Rynn has longed to know her birth family for years. She can’t legally open her adoption records until she turns eighteen, but that won’t stop her from searching on her own. She finds out that though her birth mother has died, she has a younger sister—who’s in foster care two towns away. But if Rynn reconnects with her biological sister, it may drive her adoptive family apart for good. (publisher)
Why I like this book:
Written in spare yet lyrical verse from two points of view, though mainly from our protagonist, Rynn/Scheherazade, this is an easy yet punch read. Easy because of the beauty of the language, choice of poetic form and fabulous flow of the narrative. Punchy because of the deeply authentically emotional story about an adopted teenager exploring the meaning of family, friendship, and love in all its many forms.

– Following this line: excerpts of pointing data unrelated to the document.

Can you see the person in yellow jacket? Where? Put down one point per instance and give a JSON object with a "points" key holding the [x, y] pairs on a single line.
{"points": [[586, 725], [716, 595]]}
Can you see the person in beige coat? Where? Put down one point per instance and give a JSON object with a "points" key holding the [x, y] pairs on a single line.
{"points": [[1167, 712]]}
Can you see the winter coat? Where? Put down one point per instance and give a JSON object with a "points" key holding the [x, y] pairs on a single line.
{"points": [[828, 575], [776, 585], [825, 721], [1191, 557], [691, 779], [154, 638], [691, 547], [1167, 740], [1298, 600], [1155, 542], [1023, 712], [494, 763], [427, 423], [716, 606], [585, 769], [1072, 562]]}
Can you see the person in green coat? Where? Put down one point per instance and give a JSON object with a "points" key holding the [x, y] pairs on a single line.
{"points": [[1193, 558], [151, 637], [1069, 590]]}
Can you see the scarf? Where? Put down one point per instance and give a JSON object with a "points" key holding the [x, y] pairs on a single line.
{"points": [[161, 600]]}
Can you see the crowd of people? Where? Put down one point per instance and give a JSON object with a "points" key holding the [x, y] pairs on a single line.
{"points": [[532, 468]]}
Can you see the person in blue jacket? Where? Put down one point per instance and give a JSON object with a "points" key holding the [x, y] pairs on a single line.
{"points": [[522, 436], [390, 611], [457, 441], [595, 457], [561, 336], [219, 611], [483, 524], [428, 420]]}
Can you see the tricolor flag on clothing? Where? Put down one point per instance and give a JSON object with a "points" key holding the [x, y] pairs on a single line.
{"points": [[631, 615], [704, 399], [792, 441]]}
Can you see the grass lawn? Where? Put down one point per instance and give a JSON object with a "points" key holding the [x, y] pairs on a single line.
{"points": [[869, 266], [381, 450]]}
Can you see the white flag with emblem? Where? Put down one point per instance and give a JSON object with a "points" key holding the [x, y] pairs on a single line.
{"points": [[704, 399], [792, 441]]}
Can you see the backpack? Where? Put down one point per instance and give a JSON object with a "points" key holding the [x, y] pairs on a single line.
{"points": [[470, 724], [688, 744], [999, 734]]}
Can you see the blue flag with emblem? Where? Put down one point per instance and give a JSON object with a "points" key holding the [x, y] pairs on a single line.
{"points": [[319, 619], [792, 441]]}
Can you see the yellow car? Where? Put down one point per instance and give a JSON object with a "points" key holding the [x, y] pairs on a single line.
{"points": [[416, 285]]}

All the characters are nuanced as is the bumpy reality of family life be that adoptive, fostered, or biological (or a mix). At sixteen, Rynn/Sherry wants to find her birth mother and sister, has a terrible relationship with her adoptive mother and a close one with her old adoptive father. After some initial stumbling blocks to her research she discovers her birth mother is dead but meets with her biological younger sister, who has landed with a fabulous foster family. I love that layers of healing come not just through connecting with a lost sibling and uncle/aunt etc but through other relationships with old and new friends, and a family she babysits for.
The author adds many layers to this journey of self discovery, with the importance of names and the rural Maine location, as well as the intricacies of a teen dealing with an emotionally abusive parent. Renn is a strong, smart, non-snarky character who navigates the complexities of all these relationships with courage. While not autobiographical, the author has drawn on her own childhood for much of the emotional truth of this narrative.
International Soundex Reunion Registry (ISSR). is one of the world’s largest and oldest free mutual consent adoption reunion registries.
Find My Family Adoption Reunion Registry is a registry for adoptees and birth families that are mutually searching for each other.